By the time I got to my class, I was over whatever little things had bothered me before church, and happy to be surrounded by those 20 teenagers who I have grown to love so much. They asked a few great questions.  I talked about my complicated and vast family, and the reasons I started doing family history in the first place.  And then I thought about a scripture from the lesson (D&C 128:18) which refers to "welding links...between the fathers and the children" and also says "for we without them cannot be made perfect; neither can they without us be made perfect."  And then I realized the real reason I do family history.

There is some point in every single day when I feel motivated, hopeful, happy, and confident.  Typically that happens early in the morning before the house wakes up, before chores and distractions and life get in the way of my great plans.  And inevitably there is also some point in every single day when I crash...emotionally, spiritually, and physically.  Usually I can count on that happening about 12 hours after getting up, but every now and then it hits at a time or a place when I'm not expecting it.  And every now and then it hits harder than I expect it to.  Everything feels too hard, or too far away, or impossible to achieve, and mostly what I want to do in those moments is just give up.  

But the craziest thing about family history is that all of a sudden, after finding what you think are just names to fill into a tree-shaped chart, those names become people, and those people become connected to you.  Eternally welded links.  

I have had spiritual experiences in the past four years through family history and temple work that have connected me eternally to people whose names I didn't even know before 2010.  They are part of me.  And therefore, I am part of them.  And I am convinced that they have a vested interest in my well being.  As I do family history, I invite more and more of the "numberless concourses of angels" into my life.  They then have the ability to influence and assist when I cannot keep up the spiritual and emotional pace.  

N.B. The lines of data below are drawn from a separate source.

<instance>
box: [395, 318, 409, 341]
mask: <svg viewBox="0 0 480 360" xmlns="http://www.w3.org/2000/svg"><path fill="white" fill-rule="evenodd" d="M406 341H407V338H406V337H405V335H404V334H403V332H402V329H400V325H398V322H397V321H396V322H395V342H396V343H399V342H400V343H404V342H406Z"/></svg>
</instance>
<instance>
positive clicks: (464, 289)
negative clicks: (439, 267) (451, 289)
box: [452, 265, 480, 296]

My family tree is broad and leafy.  It is complicated and messy.  And I may or may not be related to some of those people who I've fit into unique spaces on those branches.  But, what I have learned in the past few years is that we are connected to more people than we realize, and in ways that we may not have anticipated.  Sometime, long before I came here, I know that I made promises to people I would meet in this life, and people who had already lived theirs.  I promised that I wouldn't just walk through this life randomly all by myself.  I promised that I would marry the man I married, and give life to the four children who are currently in our home.  I'm also quite certain that I promised other things to other significant people. Maybe those 20 kids in my class?  Maybe my visiting teachers, or my sweet neighbors who I adore, or the missionaries serving in our ward?  And because I know that, I am physically unable to quit when I want to, even when it's really, really hard to keep going.  Those eternally welded links between my ancestors and countless other people provide not only the hope and motivation I need at the beginning of the day, but also the additional assistance that I need 12 hours later.  

Family history isn't just an opportunity to help our ancestors.  It's an opportunity for them to help us.  I am eternally grateful for the people who have gone before me and paved the way for my family.  But I'm even more grateful for the knowledge that I am welded right in the middle of that family link and many other links, and that the place that I occupy is uniquely mine, necessary and integral to my joy in this life and all of ours in the next.